The trip went extremely well as Chancellor Merkel and other German officials embraced an extremely positive and constructive stance across from the ever-so-confident Erdoğan. Upon his return, members of the press had the chance to attend an "airplane chat" with the prime minister, an event which has now become somewhat of a tradition.
The following are a series of messages delivered by the prime minister on the nation's interior and foreign policy:
* There was a positive air in Germany. How do you feel your trip went?
"We'll see…Because I can't say anything until we have reaped results.
I felt that Chancellor Merkel was more positive this time. At least we were able to relay certain orders to our ministers. Those include the orders we gave our interior ministers regarding the separatist terrorist organization. There was also the order we gave regarding visa requirements… Also in regards to founding Turkish-German universities in Turkey or its equivalent in Germany…"
* Merkel is planning to visit Turkey in 2013. Is there a chance of Turkish-EU relations achieving a positive momentum?
"That is our expectation. On November 30th, both Germany's and Turkey's foreign affairs ministers will be meeting. We want to establish a strategic council-like platform between the two nations and are hoping to carry relations to a peak during Merkel's visit which will transpire later. When it comes to the EU, I perceived Merkel's actions and attitude to be more positive than periods in the past. She didn't defend the privileged membership option for Turkey during the press conference, which is something in the past she used to emphasize. This is because the previous French administration is no longer. We were not able to make any progress when Sarkozy was in power. He never had a positive approach to Turkey and those years were literally lost ones."

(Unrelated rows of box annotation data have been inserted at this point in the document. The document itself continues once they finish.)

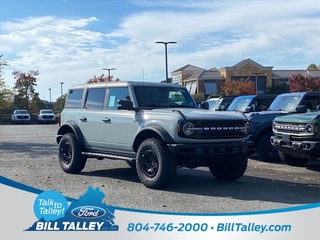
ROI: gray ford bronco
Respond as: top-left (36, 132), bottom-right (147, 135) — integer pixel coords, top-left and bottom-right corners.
top-left (56, 81), bottom-right (250, 189)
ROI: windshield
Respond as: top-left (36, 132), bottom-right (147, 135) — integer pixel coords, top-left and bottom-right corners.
top-left (16, 110), bottom-right (29, 114)
top-left (207, 98), bottom-right (221, 110)
top-left (134, 86), bottom-right (198, 108)
top-left (227, 96), bottom-right (254, 112)
top-left (269, 95), bottom-right (302, 112)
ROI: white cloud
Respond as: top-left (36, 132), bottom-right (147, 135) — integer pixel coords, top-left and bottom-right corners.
top-left (1, 0), bottom-right (320, 99)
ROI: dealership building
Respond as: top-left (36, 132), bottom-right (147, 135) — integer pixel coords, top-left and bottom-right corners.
top-left (171, 58), bottom-right (320, 95)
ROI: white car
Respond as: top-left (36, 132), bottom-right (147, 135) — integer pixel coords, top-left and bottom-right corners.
top-left (11, 109), bottom-right (31, 124)
top-left (38, 109), bottom-right (56, 124)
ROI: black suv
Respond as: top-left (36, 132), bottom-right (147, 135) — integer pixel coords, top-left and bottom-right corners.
top-left (246, 91), bottom-right (320, 162)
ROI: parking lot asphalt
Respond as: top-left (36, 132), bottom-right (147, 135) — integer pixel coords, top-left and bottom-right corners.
top-left (0, 125), bottom-right (320, 213)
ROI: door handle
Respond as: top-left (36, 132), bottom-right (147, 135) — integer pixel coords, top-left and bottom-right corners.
top-left (102, 118), bottom-right (111, 123)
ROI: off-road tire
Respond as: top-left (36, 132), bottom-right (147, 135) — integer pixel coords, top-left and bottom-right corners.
top-left (59, 133), bottom-right (87, 174)
top-left (279, 151), bottom-right (309, 167)
top-left (209, 155), bottom-right (248, 181)
top-left (126, 160), bottom-right (136, 168)
top-left (257, 132), bottom-right (281, 162)
top-left (136, 138), bottom-right (177, 189)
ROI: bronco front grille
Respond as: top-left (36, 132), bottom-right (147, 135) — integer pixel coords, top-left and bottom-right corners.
top-left (272, 122), bottom-right (310, 136)
top-left (184, 120), bottom-right (248, 139)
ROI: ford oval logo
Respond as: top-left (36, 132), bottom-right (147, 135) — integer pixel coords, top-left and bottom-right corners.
top-left (71, 206), bottom-right (106, 219)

YOU WILL REAP WHAT YOU SOW
During a joint press conference with his Moldovan counterpart Vladimir Filat, Prime Minister Erdoğan issued harsh criticism to BDP, the Kurdish nationalist opposition party, in regards to the ongoing hunger strike staged by inmates throughout the country. Commenting on BDP Chairman Demirtaş's warning that the hunger strike could turn into a "radical event", Erdoğan stated, "I have a hard time understanding these sorts of announcements being made by the chairman of a party in the parliament. This is because they are practically using the language of an extension of the terrorist organization. This individual who says that events are going to turn radical has already gone so far as to threaten this nation's schools and absolutely has no idea about democracy or liberties. These are the types of people that have no part in humanity to the point of even attempting to set a university in Hakkâri on fire.
What are you going to do to become more radical? You will reap what you sow at every step. Either come and conduct politics at Turkey's Grand National Assembly or go up to Kandil," stated the prime minister.
As for the hunger strike itself, Erdoğan stated, "Every preventative measure has been taken. The death fast is over. There is no such thing at present. Those who are inciting the hunger strike continue to spend their days feasting on lamb kebab."